Across the AI industry, convolutional neural networks (or ConvNets) are being replaced with Visual Transformers (or ViTs) for computer vision tasks — or with neural networks that hybridize ConvNets and ViTs.
The key difference between ConvNets and ViTs (as far as I’m able to understand, anyway) is that ConvNets rely on an assumption of locality in images (or video frames): pixels that are closer together in an image are more likely to be part of the same semantic or physical whole. ViTs process pixels in an image globally, without assuming pixel proximity tells us anything about the world.

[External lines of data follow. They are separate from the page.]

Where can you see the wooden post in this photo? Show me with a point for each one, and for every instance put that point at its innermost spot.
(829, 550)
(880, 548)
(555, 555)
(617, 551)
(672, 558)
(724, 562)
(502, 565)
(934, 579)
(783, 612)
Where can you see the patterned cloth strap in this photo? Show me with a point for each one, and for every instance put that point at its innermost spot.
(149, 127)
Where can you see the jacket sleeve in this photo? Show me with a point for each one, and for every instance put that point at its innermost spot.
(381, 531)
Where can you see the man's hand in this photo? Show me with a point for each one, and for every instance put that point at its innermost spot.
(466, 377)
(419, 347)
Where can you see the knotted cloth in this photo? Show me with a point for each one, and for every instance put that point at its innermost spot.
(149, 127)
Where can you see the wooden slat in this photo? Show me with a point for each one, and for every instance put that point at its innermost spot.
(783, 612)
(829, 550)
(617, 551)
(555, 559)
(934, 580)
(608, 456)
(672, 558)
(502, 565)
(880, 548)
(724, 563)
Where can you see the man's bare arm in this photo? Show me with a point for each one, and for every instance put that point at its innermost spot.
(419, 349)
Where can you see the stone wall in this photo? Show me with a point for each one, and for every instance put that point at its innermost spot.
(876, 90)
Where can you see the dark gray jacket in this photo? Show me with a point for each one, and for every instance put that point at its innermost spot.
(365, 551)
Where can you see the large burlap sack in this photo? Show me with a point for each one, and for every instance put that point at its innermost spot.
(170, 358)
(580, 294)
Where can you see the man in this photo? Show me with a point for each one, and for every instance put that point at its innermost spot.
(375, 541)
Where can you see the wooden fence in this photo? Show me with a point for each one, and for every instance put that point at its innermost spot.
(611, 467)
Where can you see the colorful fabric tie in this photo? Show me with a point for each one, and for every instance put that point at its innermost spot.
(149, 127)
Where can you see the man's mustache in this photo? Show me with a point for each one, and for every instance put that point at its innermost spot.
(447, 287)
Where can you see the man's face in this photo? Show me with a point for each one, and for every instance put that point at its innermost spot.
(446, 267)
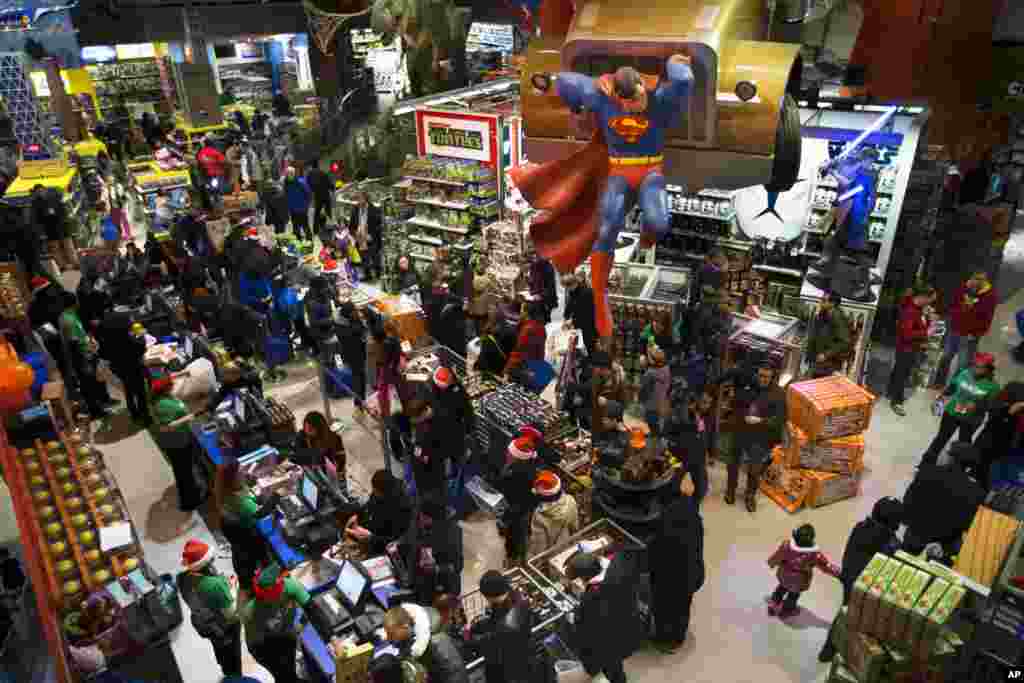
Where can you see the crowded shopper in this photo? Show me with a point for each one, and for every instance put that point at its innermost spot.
(828, 341)
(677, 569)
(516, 484)
(910, 338)
(970, 318)
(529, 346)
(1004, 431)
(323, 188)
(385, 517)
(416, 633)
(761, 423)
(432, 549)
(316, 434)
(579, 311)
(964, 404)
(299, 197)
(607, 624)
(875, 535)
(556, 516)
(795, 561)
(269, 619)
(654, 387)
(941, 502)
(503, 636)
(212, 599)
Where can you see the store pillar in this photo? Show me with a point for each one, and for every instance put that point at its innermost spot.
(194, 73)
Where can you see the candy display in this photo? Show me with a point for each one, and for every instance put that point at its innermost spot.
(69, 516)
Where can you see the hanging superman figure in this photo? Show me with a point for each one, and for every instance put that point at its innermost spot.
(585, 198)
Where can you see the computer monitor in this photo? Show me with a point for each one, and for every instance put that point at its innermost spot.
(351, 583)
(309, 492)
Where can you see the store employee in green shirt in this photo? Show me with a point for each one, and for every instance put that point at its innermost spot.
(968, 396)
(270, 622)
(239, 516)
(213, 599)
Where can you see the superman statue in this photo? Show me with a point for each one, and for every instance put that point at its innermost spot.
(585, 198)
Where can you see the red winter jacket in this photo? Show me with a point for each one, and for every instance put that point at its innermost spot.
(973, 319)
(529, 345)
(912, 326)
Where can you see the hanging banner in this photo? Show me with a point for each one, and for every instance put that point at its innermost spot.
(457, 135)
(1007, 89)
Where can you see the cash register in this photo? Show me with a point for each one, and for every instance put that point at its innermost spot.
(348, 606)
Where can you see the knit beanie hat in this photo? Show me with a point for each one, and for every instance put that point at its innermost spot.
(524, 446)
(443, 378)
(494, 584)
(38, 283)
(547, 486)
(197, 555)
(804, 536)
(268, 584)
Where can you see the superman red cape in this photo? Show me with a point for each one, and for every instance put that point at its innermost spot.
(568, 194)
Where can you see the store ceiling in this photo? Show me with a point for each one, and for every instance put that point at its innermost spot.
(101, 23)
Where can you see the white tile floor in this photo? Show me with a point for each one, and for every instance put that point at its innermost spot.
(731, 637)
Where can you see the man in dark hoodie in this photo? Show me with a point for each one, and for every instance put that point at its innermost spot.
(580, 309)
(910, 337)
(875, 535)
(828, 342)
(941, 502)
(503, 635)
(760, 410)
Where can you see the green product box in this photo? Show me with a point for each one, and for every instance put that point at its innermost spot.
(869, 611)
(839, 673)
(866, 657)
(905, 599)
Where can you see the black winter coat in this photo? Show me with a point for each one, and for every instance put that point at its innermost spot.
(386, 519)
(503, 638)
(940, 503)
(677, 565)
(580, 309)
(608, 626)
(866, 539)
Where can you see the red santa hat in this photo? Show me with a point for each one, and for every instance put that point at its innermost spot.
(197, 555)
(443, 378)
(38, 283)
(524, 446)
(547, 485)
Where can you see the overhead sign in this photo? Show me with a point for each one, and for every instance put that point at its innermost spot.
(457, 135)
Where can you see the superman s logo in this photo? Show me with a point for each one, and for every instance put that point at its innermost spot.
(630, 127)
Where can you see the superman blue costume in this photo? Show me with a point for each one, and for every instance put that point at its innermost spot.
(585, 198)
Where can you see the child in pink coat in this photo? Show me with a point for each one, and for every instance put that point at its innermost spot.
(796, 559)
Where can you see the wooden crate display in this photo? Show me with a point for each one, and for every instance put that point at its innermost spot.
(844, 455)
(829, 407)
(825, 487)
(986, 545)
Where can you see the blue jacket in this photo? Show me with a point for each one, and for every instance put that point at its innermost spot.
(630, 133)
(253, 291)
(298, 195)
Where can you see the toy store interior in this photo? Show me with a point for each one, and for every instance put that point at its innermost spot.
(373, 341)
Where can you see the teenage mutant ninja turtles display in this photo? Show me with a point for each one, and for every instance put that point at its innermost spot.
(433, 34)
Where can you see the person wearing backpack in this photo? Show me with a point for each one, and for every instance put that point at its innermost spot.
(212, 599)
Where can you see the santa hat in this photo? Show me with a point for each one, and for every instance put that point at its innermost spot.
(547, 485)
(443, 378)
(268, 584)
(39, 283)
(524, 446)
(197, 555)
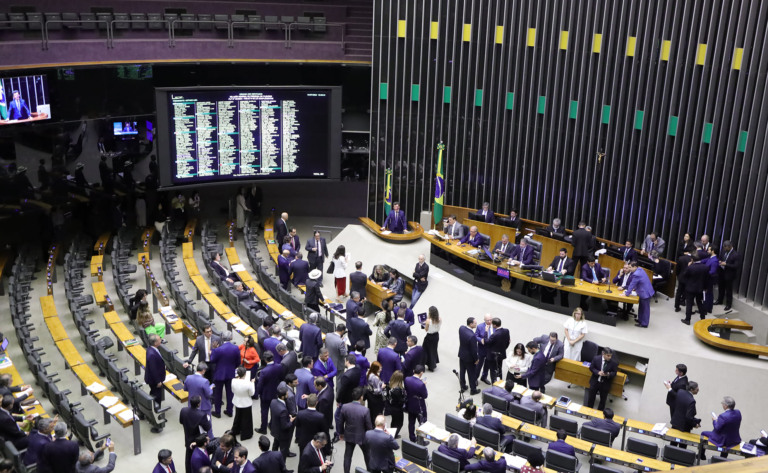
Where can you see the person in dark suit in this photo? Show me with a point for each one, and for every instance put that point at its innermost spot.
(358, 330)
(154, 372)
(395, 221)
(226, 357)
(308, 422)
(358, 280)
(487, 420)
(603, 369)
(313, 296)
(193, 421)
(281, 422)
(503, 248)
(381, 447)
(312, 459)
(451, 449)
(317, 251)
(299, 270)
(680, 382)
(311, 336)
(18, 108)
(420, 275)
(269, 461)
(389, 360)
(413, 357)
(607, 423)
(266, 388)
(726, 426)
(355, 422)
(496, 349)
(560, 445)
(468, 356)
(582, 244)
(400, 331)
(165, 462)
(536, 372)
(553, 350)
(694, 278)
(416, 393)
(473, 237)
(730, 265)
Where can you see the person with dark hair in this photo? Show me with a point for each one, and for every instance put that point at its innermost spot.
(165, 462)
(355, 422)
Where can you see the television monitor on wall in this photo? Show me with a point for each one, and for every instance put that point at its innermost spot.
(208, 135)
(24, 99)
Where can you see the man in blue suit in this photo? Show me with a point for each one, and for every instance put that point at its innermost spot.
(473, 237)
(416, 393)
(311, 337)
(726, 433)
(266, 388)
(299, 270)
(18, 108)
(399, 330)
(413, 357)
(535, 374)
(227, 359)
(389, 359)
(395, 222)
(640, 283)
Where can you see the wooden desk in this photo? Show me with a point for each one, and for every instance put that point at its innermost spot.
(574, 372)
(701, 329)
(414, 232)
(48, 306)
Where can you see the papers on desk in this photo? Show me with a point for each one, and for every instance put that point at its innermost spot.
(108, 401)
(96, 388)
(660, 428)
(514, 461)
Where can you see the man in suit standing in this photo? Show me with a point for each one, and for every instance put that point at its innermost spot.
(396, 221)
(680, 382)
(154, 372)
(389, 360)
(355, 422)
(317, 251)
(299, 270)
(416, 393)
(535, 373)
(311, 337)
(358, 280)
(193, 420)
(400, 331)
(313, 460)
(730, 265)
(582, 242)
(420, 275)
(227, 359)
(308, 422)
(266, 388)
(553, 351)
(281, 422)
(413, 357)
(640, 283)
(337, 345)
(603, 368)
(381, 447)
(468, 356)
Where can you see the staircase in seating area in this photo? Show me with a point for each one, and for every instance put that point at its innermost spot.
(358, 36)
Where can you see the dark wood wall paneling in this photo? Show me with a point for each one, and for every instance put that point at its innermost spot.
(650, 111)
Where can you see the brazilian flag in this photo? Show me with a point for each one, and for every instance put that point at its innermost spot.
(388, 193)
(437, 212)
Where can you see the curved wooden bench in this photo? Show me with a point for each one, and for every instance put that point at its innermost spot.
(701, 329)
(414, 234)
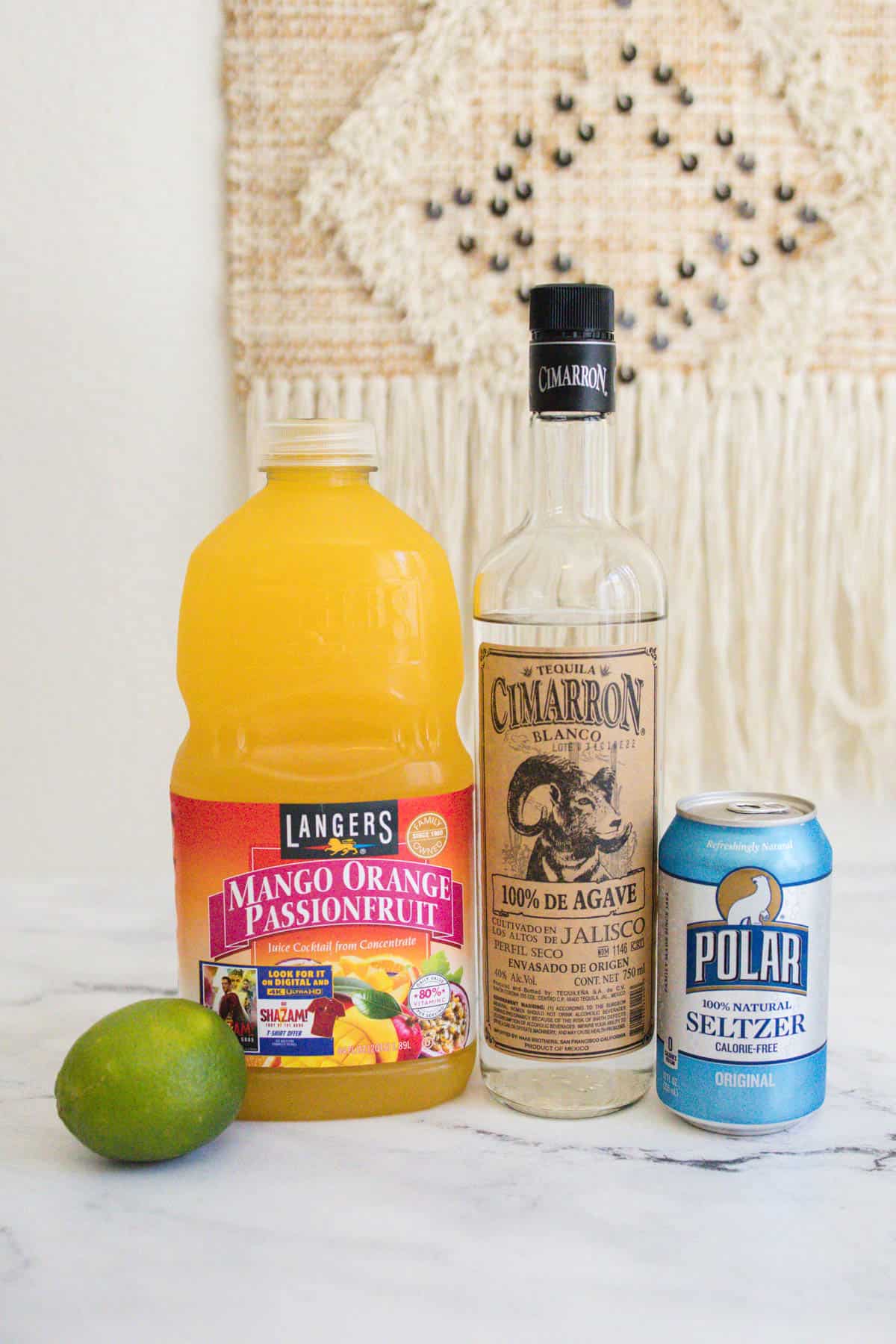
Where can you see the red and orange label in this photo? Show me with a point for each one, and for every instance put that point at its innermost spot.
(329, 934)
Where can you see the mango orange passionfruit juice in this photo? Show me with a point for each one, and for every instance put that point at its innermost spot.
(321, 799)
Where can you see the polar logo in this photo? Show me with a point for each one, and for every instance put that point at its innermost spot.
(756, 906)
(747, 949)
(750, 897)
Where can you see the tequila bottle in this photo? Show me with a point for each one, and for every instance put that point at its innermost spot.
(570, 624)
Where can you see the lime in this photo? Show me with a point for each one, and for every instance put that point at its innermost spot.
(152, 1081)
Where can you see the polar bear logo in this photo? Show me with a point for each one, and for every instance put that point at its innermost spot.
(755, 907)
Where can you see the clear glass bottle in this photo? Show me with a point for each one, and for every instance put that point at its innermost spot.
(570, 624)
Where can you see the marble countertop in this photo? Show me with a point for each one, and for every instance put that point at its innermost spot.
(467, 1221)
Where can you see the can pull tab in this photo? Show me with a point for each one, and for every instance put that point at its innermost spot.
(759, 809)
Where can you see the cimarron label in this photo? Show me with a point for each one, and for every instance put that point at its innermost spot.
(567, 803)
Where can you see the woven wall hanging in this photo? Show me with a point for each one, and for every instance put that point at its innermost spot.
(399, 175)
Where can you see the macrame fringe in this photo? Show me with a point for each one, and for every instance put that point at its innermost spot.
(771, 511)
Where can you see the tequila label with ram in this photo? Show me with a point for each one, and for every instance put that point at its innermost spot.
(570, 615)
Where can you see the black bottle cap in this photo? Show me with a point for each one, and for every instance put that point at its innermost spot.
(571, 308)
(573, 355)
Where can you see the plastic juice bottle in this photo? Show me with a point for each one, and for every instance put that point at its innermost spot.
(321, 799)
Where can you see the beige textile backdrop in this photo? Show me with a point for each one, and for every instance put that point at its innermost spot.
(399, 174)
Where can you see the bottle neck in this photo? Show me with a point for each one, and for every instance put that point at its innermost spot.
(573, 470)
(323, 476)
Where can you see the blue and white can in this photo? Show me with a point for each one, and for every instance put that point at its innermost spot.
(743, 942)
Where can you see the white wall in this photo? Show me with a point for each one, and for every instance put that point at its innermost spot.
(120, 433)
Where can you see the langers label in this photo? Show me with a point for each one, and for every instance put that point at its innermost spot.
(567, 816)
(329, 934)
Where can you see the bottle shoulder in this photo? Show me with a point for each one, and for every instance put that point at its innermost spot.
(598, 567)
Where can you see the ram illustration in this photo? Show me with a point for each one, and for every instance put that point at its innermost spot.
(579, 826)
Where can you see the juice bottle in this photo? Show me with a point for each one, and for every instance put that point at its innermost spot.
(321, 799)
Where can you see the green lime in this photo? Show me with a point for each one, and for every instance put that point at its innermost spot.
(152, 1081)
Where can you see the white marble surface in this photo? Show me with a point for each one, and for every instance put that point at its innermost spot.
(462, 1222)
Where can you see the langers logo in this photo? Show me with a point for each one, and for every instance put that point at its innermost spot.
(750, 948)
(337, 830)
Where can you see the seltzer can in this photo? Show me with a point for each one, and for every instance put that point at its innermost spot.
(743, 941)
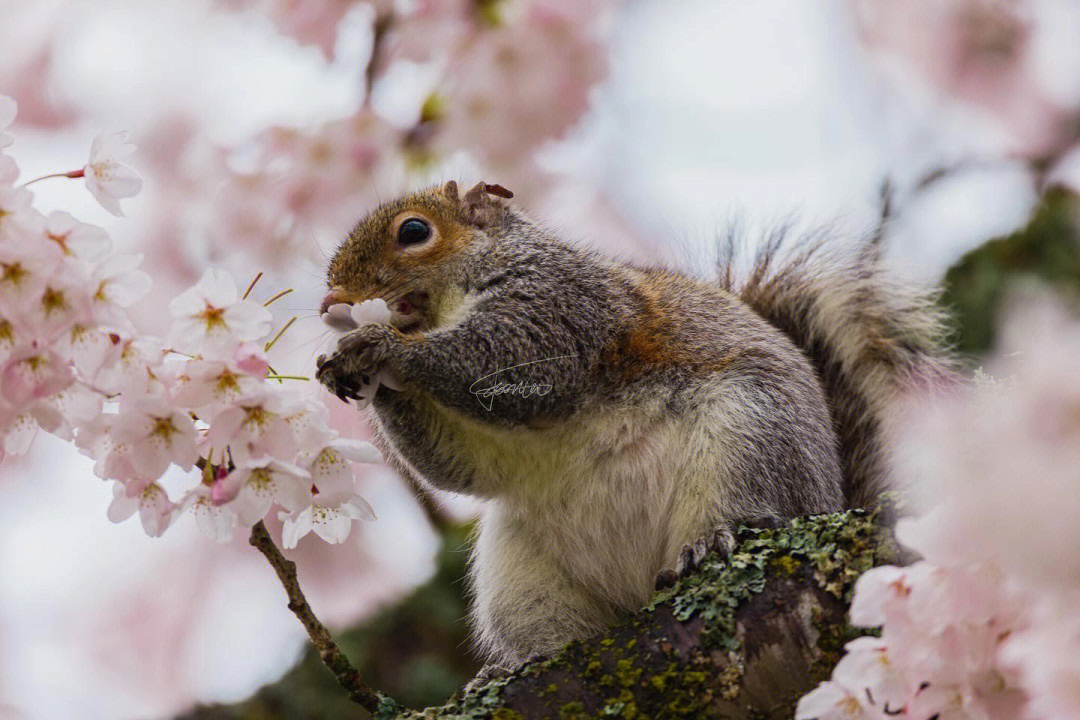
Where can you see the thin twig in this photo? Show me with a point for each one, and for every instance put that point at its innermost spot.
(251, 287)
(347, 676)
(278, 297)
(275, 338)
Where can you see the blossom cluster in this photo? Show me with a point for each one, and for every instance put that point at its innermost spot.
(985, 625)
(204, 396)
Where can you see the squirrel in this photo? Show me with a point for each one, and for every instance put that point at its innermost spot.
(621, 420)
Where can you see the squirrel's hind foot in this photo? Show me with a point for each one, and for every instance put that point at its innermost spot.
(720, 541)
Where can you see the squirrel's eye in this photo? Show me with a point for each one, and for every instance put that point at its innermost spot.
(413, 231)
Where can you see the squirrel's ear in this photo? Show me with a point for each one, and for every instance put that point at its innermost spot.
(482, 205)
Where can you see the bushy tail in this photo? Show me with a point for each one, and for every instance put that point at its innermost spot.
(869, 336)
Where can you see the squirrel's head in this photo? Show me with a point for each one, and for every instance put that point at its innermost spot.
(415, 252)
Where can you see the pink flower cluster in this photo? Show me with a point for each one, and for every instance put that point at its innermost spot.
(63, 295)
(986, 625)
(71, 364)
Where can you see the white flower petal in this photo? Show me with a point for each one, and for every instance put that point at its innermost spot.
(295, 527)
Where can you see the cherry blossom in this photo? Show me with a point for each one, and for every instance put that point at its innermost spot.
(342, 317)
(151, 503)
(8, 110)
(329, 516)
(159, 434)
(213, 317)
(107, 178)
(984, 626)
(255, 485)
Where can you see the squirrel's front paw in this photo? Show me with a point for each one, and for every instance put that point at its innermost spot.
(359, 356)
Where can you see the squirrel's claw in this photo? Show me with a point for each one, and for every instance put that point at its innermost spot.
(692, 554)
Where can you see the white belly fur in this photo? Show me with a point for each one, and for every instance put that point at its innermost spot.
(610, 497)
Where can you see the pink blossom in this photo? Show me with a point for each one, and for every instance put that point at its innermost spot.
(151, 502)
(331, 517)
(212, 317)
(158, 434)
(329, 467)
(255, 425)
(85, 242)
(8, 111)
(211, 385)
(255, 485)
(32, 374)
(107, 178)
(831, 702)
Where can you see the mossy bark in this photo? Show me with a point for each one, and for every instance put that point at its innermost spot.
(744, 637)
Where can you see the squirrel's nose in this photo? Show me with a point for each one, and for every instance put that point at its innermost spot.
(332, 298)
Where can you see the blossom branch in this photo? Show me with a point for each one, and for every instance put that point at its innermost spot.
(347, 676)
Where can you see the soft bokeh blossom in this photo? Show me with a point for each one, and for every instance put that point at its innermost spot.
(107, 178)
(73, 365)
(985, 625)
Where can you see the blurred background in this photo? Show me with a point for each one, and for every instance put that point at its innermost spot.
(267, 127)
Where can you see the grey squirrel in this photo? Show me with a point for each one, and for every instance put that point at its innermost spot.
(621, 420)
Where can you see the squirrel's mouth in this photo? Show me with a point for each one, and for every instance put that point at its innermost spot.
(408, 312)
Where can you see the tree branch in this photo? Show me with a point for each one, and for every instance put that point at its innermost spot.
(347, 676)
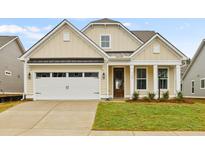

Research has found that ConvNets’ assumption of locality is a crutch: it helps ConvNets outperform ViTs when it comes to smaller datasets, but as data grows, ViTs overtake ConvNets in accuracy. My non-expert hunch is that this is because with enough data, a ViT learns the locality assumption insofar as it holds true for the images it has seen, but also learns a larger set of inductive biases and rules of thumb that allow it to balance pixel locality against other considerations.
If my hunch is correct, then it’s another demonstration of the general power of neural networks: given enough data, they can learn to replace human-designed assumptions with better ones learned from the data itself. This is a reason to be bullish on ViTs: because they seem like a more powerful and more general approach to computer vision, one that will allow us to build ever-more accurate models as data sets continue to grow.
When it comes to 3D computer tasks for robots operating in the real world, such as self-driving cars, ViTs could (I speculate) reason better about depth than ConvNets. A car with a longitudinal distance, or depth, of 100 metres from the ego vehicle could be exactly adjacent to another car only 10 metres in front. A transformer is (presumably) less biased toward assuming that cars that are adjacent in a 2D image (or video frame) are adjacent in 3D space.
To make safety-critical real world robotics tasks, such as autonomous driving, practically feasible, a major improvement in computer vision is needed. It is, therefore, encouraging that the fundamental neural network architecture of computer vision is in the midst of being revolutionized.
Disclosure: this post was written with the assistance of a text-generating AI.